There are other coping strategies too which help in lowering the duration and intensity of the experience. Refrain from sleeping on your back as that can collapse the airways in your throat and deprive the lungs of oxygen, allowing only small spurts of oxygen intake. I remember waking up on my back through all the episodes I have had. Another way to break away from the experience is to make small movements like wriggling your toe. This sets your body free from paralysis and gets you back in control of it. However, the most effective way to deal with sleep paralysis is to get a clear understanding of it, and develop your own effective ways of waking yourself. It is also important to be reassured that many other people have it, and that you are not the lone sufferer.
Turning evil into fun
Frankly speaking, there is no sureshot way to put an end to sleep paralysis. It is one of those things that one learns to live with. And if one experiences sleep paralysis on a frequent basis, he might like to make most of the opportunity and enter the fascinating world of lucid dreaming.

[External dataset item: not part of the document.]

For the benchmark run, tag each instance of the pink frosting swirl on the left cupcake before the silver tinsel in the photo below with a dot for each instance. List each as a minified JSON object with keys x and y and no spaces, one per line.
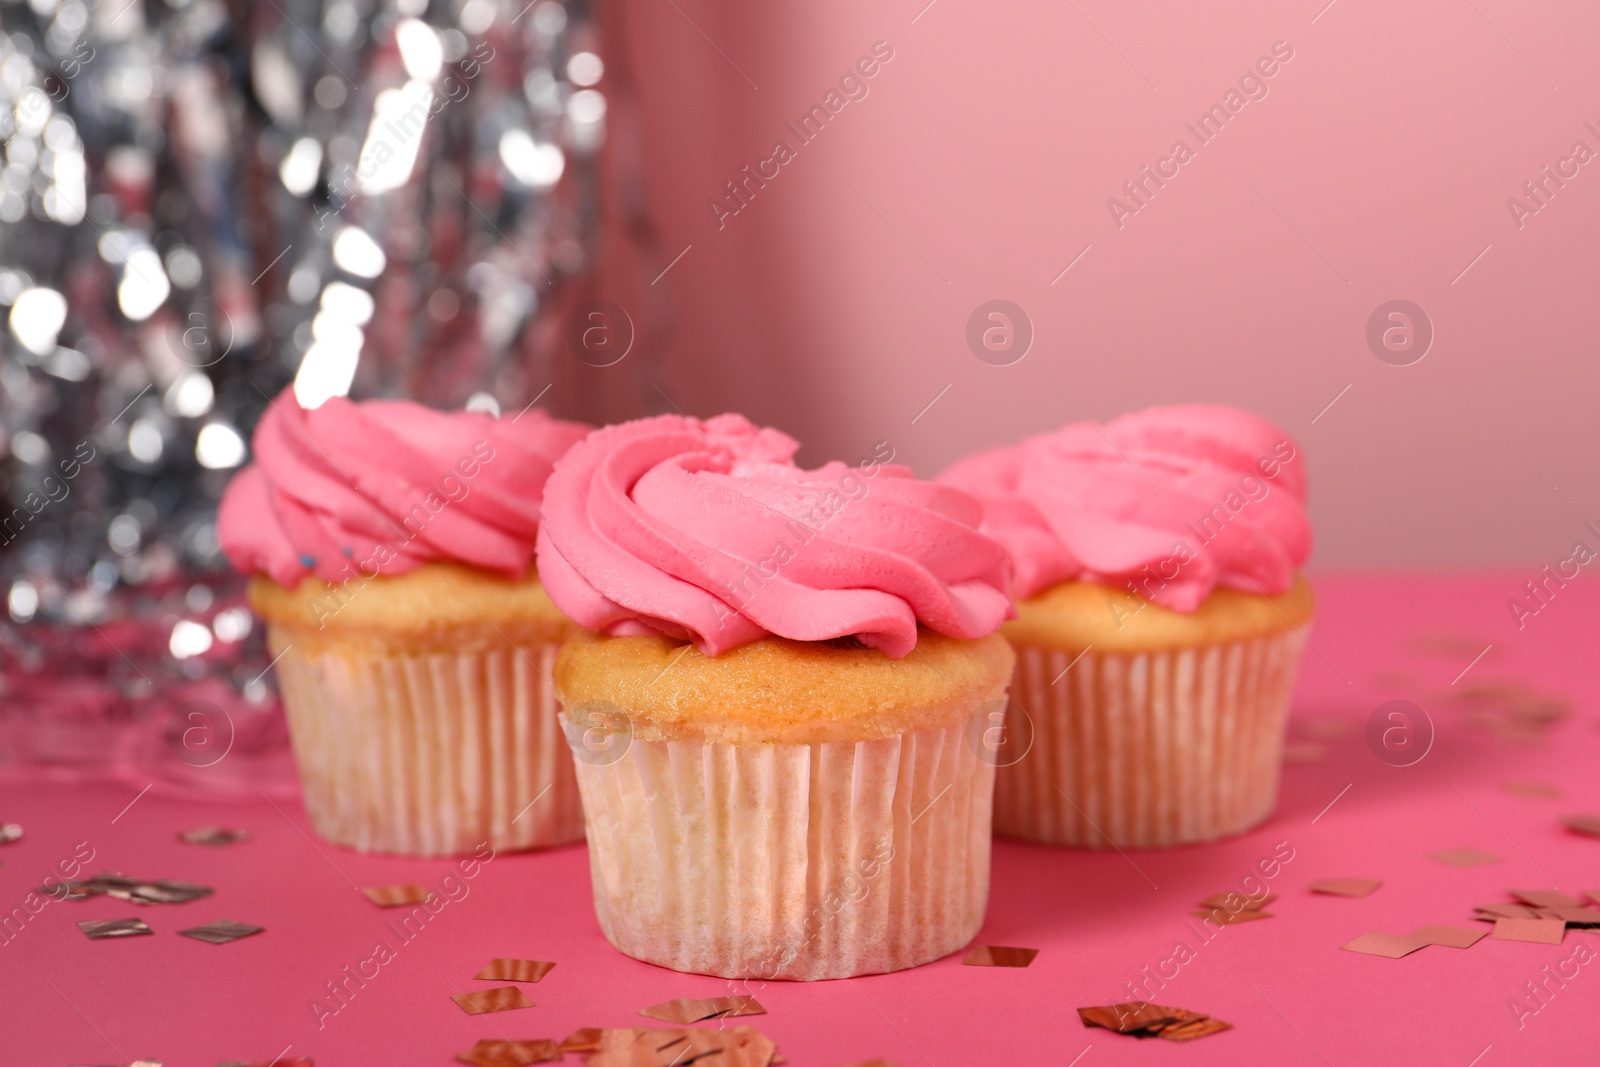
{"x":386,"y":487}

Lucid dreaming is a state where the person is aware that he is dreaming and actively manoeuvres his dreams in order to see what he wants to.
During sleep paralysis 95 per cent of the stage is set to start with lucid dreaming. Your body is deeply relaxed while the mind is awake. If you can master the initial paranoia, you could move into lucid dreaming without much effort. Lucid dreaming unlocks a whole new world of fascinating scenarios and untouched places. These dreams help you explore your creative pinnacle and work as inspirations in your real world.